A realização de eleições em Honduras, sem que o presidente deposto, Manuel Zelaya, tenha sido restituído ao cargo, colocará o governo brasileiro diante de uma discussão delicada: como levar adiante a promessa de não reconhecer o novo presidente, especialmente se os hondurenhos comparecerem em massa às urnas.
A posição pública do Palácio do Planalto é de que o reconhecimento da eleição, neste domingo, significa "legitimar o golpe", que em junho forçou a saída de Zelaya do poder e do país.
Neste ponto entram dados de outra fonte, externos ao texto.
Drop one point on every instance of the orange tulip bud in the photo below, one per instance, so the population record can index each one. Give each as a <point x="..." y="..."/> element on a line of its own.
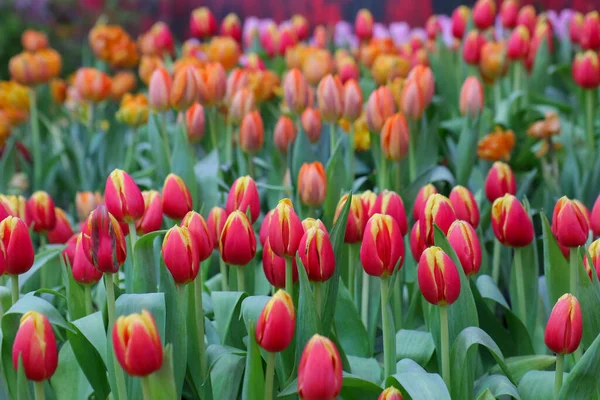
<point x="276" y="323"/>
<point x="137" y="344"/>
<point x="511" y="223"/>
<point x="122" y="196"/>
<point x="312" y="184"/>
<point x="499" y="181"/>
<point x="464" y="205"/>
<point x="237" y="242"/>
<point x="320" y="370"/>
<point x="35" y="346"/>
<point x="565" y="326"/>
<point x="17" y="252"/>
<point x="438" y="210"/>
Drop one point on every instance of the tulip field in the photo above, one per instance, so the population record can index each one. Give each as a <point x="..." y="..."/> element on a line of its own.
<point x="286" y="211"/>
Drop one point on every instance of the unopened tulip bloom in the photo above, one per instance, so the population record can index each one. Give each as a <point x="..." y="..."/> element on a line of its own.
<point x="499" y="181"/>
<point x="569" y="224"/>
<point x="438" y="210"/>
<point x="252" y="133"/>
<point x="41" y="212"/>
<point x="438" y="277"/>
<point x="312" y="184"/>
<point x="62" y="230"/>
<point x="237" y="242"/>
<point x="17" y="253"/>
<point x="137" y="344"/>
<point x="320" y="370"/>
<point x="276" y="323"/>
<point x="471" y="97"/>
<point x="284" y="134"/>
<point x="243" y="195"/>
<point x="123" y="197"/>
<point x="564" y="328"/>
<point x="274" y="267"/>
<point x="464" y="204"/>
<point x="35" y="347"/>
<point x="511" y="223"/>
<point x="200" y="234"/>
<point x="357" y="219"/>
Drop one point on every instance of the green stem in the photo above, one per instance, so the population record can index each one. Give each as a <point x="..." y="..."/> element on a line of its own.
<point x="389" y="344"/>
<point x="14" y="285"/>
<point x="445" y="344"/>
<point x="560" y="367"/>
<point x="89" y="306"/>
<point x="496" y="262"/>
<point x="35" y="139"/>
<point x="112" y="311"/>
<point x="520" y="285"/>
<point x="240" y="276"/>
<point x="223" y="268"/>
<point x="38" y="387"/>
<point x="270" y="375"/>
<point x="364" y="301"/>
<point x="199" y="313"/>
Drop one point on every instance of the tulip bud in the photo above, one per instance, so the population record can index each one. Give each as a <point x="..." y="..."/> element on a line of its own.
<point x="357" y="219"/>
<point x="312" y="184"/>
<point x="104" y="241"/>
<point x="41" y="212"/>
<point x="202" y="23"/>
<point x="159" y="90"/>
<point x="586" y="70"/>
<point x="590" y="32"/>
<point x="276" y="323"/>
<point x="237" y="242"/>
<point x="252" y="133"/>
<point x="215" y="224"/>
<point x="382" y="246"/>
<point x="484" y="14"/>
<point x="390" y="393"/>
<point x="137" y="344"/>
<point x="438" y="277"/>
<point x="122" y="196"/>
<point x="311" y="123"/>
<point x="471" y="97"/>
<point x="316" y="252"/>
<point x="17" y="253"/>
<point x="464" y="204"/>
<point x="517" y="46"/>
<point x="274" y="266"/>
<point x="35" y="345"/>
<point x="438" y="210"/>
<point x="243" y="195"/>
<point x="352" y="100"/>
<point x="62" y="231"/>
<point x="499" y="181"/>
<point x="363" y="25"/>
<point x="284" y="134"/>
<point x="511" y="223"/>
<point x="320" y="370"/>
<point x="295" y="91"/>
<point x="200" y="234"/>
<point x="379" y="108"/>
<point x="564" y="329"/>
<point x="569" y="224"/>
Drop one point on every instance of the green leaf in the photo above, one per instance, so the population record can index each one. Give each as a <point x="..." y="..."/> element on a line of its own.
<point x="415" y="345"/>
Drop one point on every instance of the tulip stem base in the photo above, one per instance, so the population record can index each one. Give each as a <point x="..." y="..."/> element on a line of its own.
<point x="445" y="344"/>
<point x="38" y="387"/>
<point x="14" y="286"/>
<point x="560" y="367"/>
<point x="520" y="286"/>
<point x="270" y="375"/>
A promessa do governo brasileiro, se colocada em prática, poderá resultar no congelamento das relações diplomáticas entre os dois países. Entre as consequências práticas, estão o fechamento da embaixada e a suspensão de acordos.
Segundo um diplomata brasileiro, existem ainda implicações políticas. "Estaremos isolando um país pequeno e que pode ter, neste domingo, uma eleição democrática, com um comparecimento significativo. O Brasil tem uma discussão difícil pela frente", disse ele à BBC Brasil.
De acordo com a mesma fonte, oficialmente o governo não tem um "Plano B" para Honduras. "Não antecipamos cenários. As avaliações têm sido feitas com base em fatos concretos. E ainda há muito o que acontecer nos próximos dias", afirmou.
Congresso
Além das eleições, neste domingo os negociadores estarão atentos à decisão do Congresso Nacional de Honduras sobre a restituição ou não de Zelaya ao poder.
Na quinta-feira, a Suprema Corte de Justiça deu seu parecer sobre a questão, aconselhando os parlamentares a rechaçar a restituição do mandatário eleito.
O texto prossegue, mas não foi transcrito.